Wanting to be your own boss is amongst the main motivations for becoming self-employed (49%), alongside a better work-life balance (45%), disliking existing jobs (17%), and finding it hard to be managed (14%). And it seems as though home is the place that sparks the most creativity, as one in five (20%) who have their own business launched from their living room, with a further one in seven (14%) setting up from their bedroom.
The COVID-19 economic reality seems to be accelerating entrepreneurialism. As the UK entered lockdown on the 23rd March 2020, the number of businesses set up almost halved, with a -43% drop compared with the same week in 2019.
But confidence started to recover in May 2020 after the announcement that lockdown would lift from June, as the number of new businesses launching bounced back dramatically (from 9,989 to 14,525 within a week following the announcement).
From May 2020 onwards, the average number of businesses set up per week during 2020 was 30% higher than the same period the year before, jumping from 12,446 in 2019 to a huge 16,157 in 2020. And it seems as though the UK’s entrepreneurial spirit is now stronger than ever, with an average of 15,751 businesses set up in Q1 this year – an increase of 19% compared to the same period in 2020.
In 2019, Virgin StartUp announced its 50/50 pledge to fund an equal number of women and men founders. In the last week before the first lockdown, this rose to a peak of 47% women founders receiving funding.
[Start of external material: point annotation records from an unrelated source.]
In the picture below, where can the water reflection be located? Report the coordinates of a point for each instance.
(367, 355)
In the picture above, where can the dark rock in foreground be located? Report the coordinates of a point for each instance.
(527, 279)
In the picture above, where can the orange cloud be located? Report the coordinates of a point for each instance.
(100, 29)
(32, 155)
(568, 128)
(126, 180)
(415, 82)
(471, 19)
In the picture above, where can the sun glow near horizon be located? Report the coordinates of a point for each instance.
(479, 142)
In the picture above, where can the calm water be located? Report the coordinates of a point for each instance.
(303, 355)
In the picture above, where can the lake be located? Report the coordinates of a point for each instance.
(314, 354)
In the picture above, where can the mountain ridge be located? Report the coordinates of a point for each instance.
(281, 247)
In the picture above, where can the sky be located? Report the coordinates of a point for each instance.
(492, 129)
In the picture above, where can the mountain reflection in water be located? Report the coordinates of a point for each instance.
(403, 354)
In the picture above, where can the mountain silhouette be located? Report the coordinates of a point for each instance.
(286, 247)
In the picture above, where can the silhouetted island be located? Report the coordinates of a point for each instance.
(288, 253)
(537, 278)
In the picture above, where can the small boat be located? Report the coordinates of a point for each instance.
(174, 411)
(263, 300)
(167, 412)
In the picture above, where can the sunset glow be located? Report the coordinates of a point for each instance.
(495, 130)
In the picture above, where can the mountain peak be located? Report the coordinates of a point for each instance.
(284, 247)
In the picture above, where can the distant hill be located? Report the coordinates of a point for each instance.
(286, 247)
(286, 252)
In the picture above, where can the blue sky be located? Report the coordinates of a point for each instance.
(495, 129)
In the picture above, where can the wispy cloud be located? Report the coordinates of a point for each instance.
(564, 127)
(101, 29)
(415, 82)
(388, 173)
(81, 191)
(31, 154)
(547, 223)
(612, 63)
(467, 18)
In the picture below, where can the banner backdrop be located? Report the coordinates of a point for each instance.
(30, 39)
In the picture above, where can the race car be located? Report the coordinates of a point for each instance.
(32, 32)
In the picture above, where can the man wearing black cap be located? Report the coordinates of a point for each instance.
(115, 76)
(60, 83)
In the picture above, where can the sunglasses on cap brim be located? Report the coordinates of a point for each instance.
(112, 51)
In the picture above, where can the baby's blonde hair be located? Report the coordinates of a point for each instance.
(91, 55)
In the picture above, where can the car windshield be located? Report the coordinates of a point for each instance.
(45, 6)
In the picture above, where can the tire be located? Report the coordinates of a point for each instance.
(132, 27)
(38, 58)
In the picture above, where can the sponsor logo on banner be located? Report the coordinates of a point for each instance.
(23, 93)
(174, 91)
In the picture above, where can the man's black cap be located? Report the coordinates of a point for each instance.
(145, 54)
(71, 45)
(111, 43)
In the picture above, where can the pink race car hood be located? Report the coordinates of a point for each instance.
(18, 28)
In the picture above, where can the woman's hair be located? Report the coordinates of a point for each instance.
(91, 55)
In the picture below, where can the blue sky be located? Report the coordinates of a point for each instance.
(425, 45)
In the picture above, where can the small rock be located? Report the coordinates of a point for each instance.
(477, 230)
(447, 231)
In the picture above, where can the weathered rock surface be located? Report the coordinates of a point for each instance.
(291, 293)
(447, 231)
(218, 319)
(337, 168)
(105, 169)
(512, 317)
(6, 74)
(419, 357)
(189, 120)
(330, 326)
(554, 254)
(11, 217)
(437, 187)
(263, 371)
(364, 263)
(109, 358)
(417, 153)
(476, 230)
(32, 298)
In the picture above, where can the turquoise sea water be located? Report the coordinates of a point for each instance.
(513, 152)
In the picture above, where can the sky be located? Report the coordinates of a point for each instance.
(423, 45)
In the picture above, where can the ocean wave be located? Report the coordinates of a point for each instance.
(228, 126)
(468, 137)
When the pandemic hit, the first six weeks of lockdown saw this drop down to 23%, demonstrating the disproportionate impact of the pandemic on women who were looking to start and scale businesses.
Thankfully, the number of women founders has risen again as 52% of applicants in April 2021 were women, more than double the rate seen in those first six weeks of the pandemic.
The study reveals that 26% of women are concerned that they don’t have the relevant skillset to start a business, compared with 19% of men. Since it was founded, Virgin StartUp data shows that 41% of its founders are women, compared with the national average of 20%, so a huge number of women entrepreneurs have been seeking expertise and funding.
This includes Virgin StartUp’s 4,000th founder Carley Read, founder of Y’earn, a parent-to-parent marketplace to rent baby & kids items from people and small businesses in the local community.
Carley says: “I am extremely grateful to discover I’m Virgin StartUp’s 4,000th founder. Starting a company during a pandemic isn’t easy, but I really believe that Y’earn is more necessary than ever. Thanks to the support from the Virgin StartUp loan and the team’s advice, I’ve been able to get my business off the ground. I’d definitely encourage other entrepreneurs to look to Virgin StartUp’s diverse range of services to help them make their idea a reality too!”
In line with the government’s plan to level-up, the figures reveal a regional spread of budding entrepreneurs, with the North East home to two in five (39%) people dreaming of starting a business, the highest of all regions in the mainland UK, followed by the West Midlands (36%).
But in order to make start-up dreams a reality, it’s clear that people would turn to entrepreneurial experts for assistance, as needing support with funding is the primary consideration (36%), followed by needing help understanding business finances (33%) and wanting support and mentoring from other entrepreneurs in the same field (23%).
Andy Fishburn, Managing Director of Virgin StartUp, comments: “The pandemic has allowed people to refocus on what’s important to them. It has also provided essential time and space to develop ideas, so it’s been amazing to see more and more founders getting creative in a crisis. It’s so encouraging to be working with so many people trying to make a difference at the moment by bringing innovative ideas to the table.”